On va parler un peu des acteurs. Avec ce film, Jesse Eisenber montre bien qu'il est exactement ce que Michael Cera aimerait être : un acteur nuancé et rarement caricatural, jouant la social awkwardness plutôt que l'imitant à gros traits. Andrew Garfield est magistral en post-ado dépassé par ses responsabilités. Justin Timberlake prouve une nouvelle fois qu'il est un réel acteur, empli de folie, dans ses meilleurs comme dans ses pires aspects.
On va passer rapidement sur David Fincher : c'est probablement son film le moins ambitieux, le moins expérimental en matière de réalisation. Dialogues en champ/contre-champ, mouvement de caméra calculés mais sans surprise... Ca paraîtrait presque dommage...
Seulement, y'aurait-il besoin d'en faire plus, en partant d'un script pareil ?

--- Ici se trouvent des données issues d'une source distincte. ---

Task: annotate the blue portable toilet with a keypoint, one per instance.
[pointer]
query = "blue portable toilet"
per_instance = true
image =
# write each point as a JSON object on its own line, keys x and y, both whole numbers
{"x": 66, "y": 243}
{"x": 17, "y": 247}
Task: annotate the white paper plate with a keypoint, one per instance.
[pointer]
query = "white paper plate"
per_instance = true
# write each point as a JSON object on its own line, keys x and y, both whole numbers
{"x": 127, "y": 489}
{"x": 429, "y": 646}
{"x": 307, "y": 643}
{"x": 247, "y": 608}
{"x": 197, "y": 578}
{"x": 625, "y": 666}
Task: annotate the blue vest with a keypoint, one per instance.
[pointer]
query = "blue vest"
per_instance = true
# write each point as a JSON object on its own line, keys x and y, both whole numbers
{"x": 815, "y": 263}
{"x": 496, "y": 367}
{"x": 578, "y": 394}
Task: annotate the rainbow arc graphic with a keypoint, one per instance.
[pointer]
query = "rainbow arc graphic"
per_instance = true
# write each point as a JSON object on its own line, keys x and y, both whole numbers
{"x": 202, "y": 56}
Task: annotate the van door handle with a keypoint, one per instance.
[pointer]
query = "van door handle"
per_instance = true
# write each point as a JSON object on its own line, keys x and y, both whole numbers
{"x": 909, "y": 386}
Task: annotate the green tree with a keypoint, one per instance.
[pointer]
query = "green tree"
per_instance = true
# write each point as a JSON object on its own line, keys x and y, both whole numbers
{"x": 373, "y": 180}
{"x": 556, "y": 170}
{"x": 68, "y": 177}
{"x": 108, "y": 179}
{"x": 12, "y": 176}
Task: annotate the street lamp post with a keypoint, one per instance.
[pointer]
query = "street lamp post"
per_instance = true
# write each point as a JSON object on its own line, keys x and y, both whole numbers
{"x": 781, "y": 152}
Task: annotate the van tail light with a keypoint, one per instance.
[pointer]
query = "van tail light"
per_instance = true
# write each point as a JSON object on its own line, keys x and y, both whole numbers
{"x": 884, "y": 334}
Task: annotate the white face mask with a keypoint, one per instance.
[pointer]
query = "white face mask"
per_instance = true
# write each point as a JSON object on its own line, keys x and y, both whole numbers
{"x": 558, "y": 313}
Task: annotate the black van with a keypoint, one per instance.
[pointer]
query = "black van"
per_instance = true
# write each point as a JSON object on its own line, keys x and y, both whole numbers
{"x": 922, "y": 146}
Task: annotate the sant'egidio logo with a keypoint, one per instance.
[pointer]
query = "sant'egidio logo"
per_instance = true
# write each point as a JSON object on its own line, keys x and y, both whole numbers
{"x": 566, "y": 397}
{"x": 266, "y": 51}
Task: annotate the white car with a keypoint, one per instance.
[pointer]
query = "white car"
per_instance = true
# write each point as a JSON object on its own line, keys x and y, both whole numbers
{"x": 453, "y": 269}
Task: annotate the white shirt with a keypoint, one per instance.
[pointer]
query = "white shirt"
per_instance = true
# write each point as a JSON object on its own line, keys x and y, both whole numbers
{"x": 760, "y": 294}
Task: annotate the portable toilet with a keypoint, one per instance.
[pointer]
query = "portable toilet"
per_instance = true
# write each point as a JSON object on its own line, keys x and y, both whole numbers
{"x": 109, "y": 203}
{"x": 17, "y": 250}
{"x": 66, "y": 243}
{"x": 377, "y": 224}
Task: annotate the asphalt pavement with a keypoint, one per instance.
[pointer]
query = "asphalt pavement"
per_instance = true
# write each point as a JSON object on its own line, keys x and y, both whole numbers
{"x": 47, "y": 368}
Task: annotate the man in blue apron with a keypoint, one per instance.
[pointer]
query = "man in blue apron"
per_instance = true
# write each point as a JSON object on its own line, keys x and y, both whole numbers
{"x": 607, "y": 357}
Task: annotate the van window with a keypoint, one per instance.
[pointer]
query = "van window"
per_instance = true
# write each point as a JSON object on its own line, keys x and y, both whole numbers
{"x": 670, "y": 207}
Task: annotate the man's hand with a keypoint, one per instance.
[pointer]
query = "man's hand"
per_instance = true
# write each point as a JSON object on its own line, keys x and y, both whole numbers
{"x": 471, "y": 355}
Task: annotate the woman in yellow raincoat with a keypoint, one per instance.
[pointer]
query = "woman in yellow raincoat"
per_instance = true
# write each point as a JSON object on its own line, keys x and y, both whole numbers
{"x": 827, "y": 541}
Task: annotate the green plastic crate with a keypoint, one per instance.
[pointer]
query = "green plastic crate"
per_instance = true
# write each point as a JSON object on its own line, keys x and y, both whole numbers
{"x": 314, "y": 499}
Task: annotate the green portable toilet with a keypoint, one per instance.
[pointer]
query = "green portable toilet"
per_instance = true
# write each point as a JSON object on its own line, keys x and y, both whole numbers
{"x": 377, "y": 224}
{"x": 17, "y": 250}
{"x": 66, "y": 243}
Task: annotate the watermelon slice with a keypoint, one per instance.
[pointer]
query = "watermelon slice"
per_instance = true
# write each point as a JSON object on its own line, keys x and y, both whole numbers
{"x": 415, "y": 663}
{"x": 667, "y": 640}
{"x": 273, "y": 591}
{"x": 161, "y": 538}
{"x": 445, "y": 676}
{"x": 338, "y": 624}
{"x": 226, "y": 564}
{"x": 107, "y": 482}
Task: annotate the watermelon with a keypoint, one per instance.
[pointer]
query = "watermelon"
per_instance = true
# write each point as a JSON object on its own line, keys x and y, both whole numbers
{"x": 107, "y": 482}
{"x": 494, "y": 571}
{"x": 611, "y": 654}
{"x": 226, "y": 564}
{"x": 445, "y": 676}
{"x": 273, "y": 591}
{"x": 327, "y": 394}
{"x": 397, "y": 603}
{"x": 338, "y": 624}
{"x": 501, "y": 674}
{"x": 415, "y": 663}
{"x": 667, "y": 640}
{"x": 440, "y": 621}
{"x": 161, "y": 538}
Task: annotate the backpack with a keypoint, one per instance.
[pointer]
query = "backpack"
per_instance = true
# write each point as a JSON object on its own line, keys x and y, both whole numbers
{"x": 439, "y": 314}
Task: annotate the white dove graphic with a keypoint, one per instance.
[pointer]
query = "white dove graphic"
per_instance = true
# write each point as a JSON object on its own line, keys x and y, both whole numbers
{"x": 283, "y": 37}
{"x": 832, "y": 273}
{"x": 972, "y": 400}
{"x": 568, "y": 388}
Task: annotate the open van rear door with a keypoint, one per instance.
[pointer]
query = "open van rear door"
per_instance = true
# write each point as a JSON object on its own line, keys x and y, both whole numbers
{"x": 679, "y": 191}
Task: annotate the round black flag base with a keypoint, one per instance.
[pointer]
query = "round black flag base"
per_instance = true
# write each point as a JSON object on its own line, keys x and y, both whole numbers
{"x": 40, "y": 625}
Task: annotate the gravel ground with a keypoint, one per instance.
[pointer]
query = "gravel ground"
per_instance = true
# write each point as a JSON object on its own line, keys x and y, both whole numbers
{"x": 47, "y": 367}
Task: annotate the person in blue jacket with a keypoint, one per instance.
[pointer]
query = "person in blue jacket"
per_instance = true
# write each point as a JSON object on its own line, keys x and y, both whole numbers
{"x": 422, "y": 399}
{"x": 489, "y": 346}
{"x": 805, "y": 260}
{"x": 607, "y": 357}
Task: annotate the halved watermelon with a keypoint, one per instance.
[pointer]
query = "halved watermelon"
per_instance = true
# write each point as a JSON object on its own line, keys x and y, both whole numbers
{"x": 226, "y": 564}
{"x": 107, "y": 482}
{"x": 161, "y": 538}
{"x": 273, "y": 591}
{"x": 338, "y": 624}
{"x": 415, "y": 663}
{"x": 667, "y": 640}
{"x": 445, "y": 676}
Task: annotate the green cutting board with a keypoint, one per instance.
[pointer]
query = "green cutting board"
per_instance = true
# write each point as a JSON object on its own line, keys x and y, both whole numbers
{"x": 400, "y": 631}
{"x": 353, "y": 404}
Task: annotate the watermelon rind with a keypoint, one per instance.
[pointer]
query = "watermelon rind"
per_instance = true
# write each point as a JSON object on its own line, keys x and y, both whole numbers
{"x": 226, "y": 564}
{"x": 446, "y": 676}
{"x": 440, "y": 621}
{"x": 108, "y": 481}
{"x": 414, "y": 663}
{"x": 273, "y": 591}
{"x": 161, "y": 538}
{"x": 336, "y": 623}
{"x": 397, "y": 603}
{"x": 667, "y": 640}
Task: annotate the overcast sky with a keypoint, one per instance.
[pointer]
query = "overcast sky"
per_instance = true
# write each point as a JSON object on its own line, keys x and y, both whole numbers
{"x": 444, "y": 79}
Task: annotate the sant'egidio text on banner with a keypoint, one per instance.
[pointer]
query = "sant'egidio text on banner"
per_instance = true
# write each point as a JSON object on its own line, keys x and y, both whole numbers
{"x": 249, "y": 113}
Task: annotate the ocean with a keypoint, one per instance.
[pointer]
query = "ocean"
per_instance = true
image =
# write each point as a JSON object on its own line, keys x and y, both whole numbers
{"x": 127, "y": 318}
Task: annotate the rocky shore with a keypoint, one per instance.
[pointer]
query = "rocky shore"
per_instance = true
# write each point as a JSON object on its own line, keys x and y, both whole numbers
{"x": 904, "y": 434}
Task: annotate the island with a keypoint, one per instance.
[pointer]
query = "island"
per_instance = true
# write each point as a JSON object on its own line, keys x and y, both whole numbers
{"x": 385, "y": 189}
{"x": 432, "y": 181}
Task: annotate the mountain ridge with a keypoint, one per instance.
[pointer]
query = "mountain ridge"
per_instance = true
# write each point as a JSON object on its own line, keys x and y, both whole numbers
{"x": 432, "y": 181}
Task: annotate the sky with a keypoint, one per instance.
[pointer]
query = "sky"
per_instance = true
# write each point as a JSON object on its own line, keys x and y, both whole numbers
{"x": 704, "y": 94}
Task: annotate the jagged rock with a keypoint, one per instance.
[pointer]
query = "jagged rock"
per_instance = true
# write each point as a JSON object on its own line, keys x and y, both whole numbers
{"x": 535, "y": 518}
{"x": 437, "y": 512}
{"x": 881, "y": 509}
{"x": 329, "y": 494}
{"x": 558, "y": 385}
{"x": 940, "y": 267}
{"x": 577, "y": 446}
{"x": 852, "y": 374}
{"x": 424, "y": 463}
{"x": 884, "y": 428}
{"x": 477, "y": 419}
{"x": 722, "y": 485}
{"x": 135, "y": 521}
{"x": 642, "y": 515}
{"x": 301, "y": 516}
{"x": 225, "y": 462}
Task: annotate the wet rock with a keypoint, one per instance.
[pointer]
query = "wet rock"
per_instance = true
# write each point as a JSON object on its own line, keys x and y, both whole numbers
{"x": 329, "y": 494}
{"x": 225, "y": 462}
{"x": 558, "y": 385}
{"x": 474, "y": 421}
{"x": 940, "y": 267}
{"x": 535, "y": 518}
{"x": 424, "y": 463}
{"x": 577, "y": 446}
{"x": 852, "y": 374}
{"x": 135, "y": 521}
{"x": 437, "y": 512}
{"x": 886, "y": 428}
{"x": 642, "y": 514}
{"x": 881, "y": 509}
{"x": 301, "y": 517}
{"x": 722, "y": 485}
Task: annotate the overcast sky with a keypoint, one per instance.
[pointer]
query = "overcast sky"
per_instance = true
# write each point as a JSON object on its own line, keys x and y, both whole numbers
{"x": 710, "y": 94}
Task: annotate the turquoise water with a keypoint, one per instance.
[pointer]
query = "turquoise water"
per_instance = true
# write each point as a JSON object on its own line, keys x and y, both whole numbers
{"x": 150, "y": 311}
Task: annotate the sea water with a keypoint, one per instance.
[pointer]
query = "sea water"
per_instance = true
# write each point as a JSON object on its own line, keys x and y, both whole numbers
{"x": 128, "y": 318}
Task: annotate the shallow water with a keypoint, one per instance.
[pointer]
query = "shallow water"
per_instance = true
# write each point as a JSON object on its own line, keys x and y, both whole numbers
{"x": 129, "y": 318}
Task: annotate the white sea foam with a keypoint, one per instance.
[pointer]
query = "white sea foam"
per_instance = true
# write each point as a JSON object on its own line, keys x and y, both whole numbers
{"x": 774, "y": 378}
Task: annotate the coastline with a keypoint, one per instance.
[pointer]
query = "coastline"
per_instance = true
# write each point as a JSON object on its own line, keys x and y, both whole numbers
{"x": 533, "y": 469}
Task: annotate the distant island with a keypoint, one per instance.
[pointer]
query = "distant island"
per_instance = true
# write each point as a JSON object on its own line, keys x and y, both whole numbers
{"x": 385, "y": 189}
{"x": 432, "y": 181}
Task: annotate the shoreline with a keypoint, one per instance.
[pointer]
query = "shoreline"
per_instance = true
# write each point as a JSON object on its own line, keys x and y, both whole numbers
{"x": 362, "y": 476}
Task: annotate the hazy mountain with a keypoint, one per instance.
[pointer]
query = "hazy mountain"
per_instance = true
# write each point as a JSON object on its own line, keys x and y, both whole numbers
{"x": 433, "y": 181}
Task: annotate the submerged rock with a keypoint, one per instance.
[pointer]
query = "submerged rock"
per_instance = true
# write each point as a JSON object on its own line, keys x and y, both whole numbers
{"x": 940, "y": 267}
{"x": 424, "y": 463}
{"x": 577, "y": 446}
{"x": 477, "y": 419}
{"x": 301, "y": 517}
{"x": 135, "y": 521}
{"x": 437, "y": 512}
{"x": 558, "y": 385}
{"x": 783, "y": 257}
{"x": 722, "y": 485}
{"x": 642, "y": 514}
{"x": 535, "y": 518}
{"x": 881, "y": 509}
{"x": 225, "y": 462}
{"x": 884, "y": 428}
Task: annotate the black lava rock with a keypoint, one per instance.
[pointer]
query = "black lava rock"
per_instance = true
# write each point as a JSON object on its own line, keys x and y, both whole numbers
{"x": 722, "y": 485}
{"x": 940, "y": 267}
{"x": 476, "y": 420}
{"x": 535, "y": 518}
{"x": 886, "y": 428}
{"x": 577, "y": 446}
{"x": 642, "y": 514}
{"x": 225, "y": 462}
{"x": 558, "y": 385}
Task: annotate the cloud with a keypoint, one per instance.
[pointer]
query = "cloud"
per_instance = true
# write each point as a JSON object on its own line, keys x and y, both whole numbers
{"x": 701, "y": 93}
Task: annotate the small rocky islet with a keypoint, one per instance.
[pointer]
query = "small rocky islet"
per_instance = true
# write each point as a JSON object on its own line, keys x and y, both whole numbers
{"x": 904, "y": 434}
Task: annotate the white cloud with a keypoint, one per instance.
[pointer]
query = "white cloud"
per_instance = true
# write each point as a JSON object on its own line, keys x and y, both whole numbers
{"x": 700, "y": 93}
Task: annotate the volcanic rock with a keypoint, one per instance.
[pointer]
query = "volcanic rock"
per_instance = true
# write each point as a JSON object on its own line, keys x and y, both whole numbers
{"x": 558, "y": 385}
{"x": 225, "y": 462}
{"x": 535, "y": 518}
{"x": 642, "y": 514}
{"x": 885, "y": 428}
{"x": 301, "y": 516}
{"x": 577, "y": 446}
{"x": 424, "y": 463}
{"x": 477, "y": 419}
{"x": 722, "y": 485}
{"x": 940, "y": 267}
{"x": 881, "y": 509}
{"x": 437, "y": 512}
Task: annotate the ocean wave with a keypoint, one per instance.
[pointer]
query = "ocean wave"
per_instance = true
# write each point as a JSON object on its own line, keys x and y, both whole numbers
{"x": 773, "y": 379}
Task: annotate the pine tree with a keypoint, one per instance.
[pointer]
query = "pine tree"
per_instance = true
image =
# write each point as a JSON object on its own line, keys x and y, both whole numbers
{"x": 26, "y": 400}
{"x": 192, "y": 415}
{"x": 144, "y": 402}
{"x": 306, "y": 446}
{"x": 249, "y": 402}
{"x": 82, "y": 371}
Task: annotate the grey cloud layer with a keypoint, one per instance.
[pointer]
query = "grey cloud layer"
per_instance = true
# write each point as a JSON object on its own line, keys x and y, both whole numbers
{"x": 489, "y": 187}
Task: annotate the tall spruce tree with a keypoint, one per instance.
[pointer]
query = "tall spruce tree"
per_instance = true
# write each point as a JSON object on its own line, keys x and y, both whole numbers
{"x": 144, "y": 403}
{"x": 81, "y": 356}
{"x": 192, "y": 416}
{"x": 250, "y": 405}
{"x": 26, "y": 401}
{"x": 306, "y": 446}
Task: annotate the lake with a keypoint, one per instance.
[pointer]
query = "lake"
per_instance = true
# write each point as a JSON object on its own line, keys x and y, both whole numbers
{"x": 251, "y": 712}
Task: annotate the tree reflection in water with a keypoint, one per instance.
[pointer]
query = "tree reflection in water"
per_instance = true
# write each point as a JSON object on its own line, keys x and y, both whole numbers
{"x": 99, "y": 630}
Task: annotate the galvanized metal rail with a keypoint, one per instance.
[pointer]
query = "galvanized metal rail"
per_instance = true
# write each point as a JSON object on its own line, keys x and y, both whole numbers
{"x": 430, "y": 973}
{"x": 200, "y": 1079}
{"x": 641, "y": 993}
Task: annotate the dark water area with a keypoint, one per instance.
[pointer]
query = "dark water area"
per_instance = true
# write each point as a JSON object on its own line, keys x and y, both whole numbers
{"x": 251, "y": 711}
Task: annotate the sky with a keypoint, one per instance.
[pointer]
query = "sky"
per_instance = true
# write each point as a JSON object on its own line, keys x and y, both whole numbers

Je vais être clair. Je me suis efforcé de laisser le fanboy au vestiaire en allant voir ce film. Mais putain, Aaron Sorkin est un génie. Voila. C'est dit. Entre l'intelligence extrême du dialogue et le développement des personnages, qui se muent sous nos yeux en métaphores vivantes d'une génération prise dans des mutations sociales qui souvent la dépasse, il offre au public une démonstration particulièrement convaincante de ce que peut être l'écriture cinématographique aujourd'hui. Et s'il reprend certains tropes déjà explorés dans The West Wing (la scène d'introduction de Sean Parker réutilise allègrement certains codes employés dans le pilote de la série), c'est généralement pour mieux creuser ses propres considérations humaines, et transmettre sa vision du monde à une génération qu'il n'avait pas encore eu l'occasion d'explorer. Ce à quoi s'ajoute une science du storytelling qui, au moment où j'écris ces lignes, doit probablement faire rêver nombre de managers et d'ad-men à travers le monde.
En bref : les fans de Fincher auront plaisir à retrouver ses ambiances si caractéristiques. Ceux de Reznor s'amuseront grandement de retrouver les sonorités typiques du frontman de Nine Inch Nails. Tout amateur de photographie prendra un immense plaisir à étudier le travail de Jeff Cronenweth. Ceux qui voyaient Andrew Garfield comme l'un des principaux acteurs à suivre de cette génération auront la satisfaction d'avoir eu raison. Et les adeptes de Sorkin suivront avec délectation le déroulement de chaque arc narratif, l'écriture de chaque réplique, même parfois les plus insignifiantes.
Personnellement, je remplis chacun de ces critères. Et j'ai passé deux des meilleures heures de ce début d'année.